We have 200 mL of 0.01 M HCl mixed with 400 mL of 0.01 M $$H_2SO_4$$. We need to find the pH of the mixture.

HCl is a strong monoprotic acid, so the moles of $$H^+$$ from HCl = $$0.01 \times 0.2 = 0.002$$ mol = 2 mmol.

$$H_2SO_4$$ is a strong diprotic acid, contributing 2 moles of $$H^+$$ per mole. So the moles of $$H^+$$ from $$H_2SO_4$$ = $$2 \times 0.01 \times 0.4 = 0.008$$ mol = 8 mmol.

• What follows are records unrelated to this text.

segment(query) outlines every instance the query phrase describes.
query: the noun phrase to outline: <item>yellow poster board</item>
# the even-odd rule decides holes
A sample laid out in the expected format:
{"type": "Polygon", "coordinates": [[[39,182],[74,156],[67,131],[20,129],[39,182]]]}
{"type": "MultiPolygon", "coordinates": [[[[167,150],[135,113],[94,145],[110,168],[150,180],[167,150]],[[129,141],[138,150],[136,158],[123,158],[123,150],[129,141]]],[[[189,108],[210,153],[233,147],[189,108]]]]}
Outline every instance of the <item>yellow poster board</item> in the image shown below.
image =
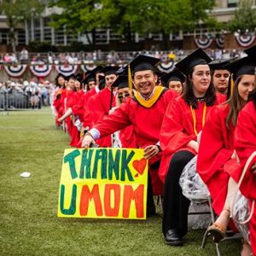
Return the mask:
{"type": "Polygon", "coordinates": [[[58,217],[145,219],[143,149],[65,149],[58,217]]]}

Total moles of $$H^+$$ = $$0.002 + 0.008 = 0.010$$ mol. The total volume is $$200 + 400 = 600$$ mL = 0.6 L.

The concentration of $$H^+$$ in the mixture is: $$[H^+] = \frac{0.010}{0.6} = \frac{1}{60}$$ M.

The pH is: $$\text{pH} = -\log\left(\frac{1}{60}\right) = \log 60 = \log(6 \times 10) = \log 6 + 1 = 0.778 + 1 = 1.778 \approx 1.78$$

Hence, the correct answer is Option B.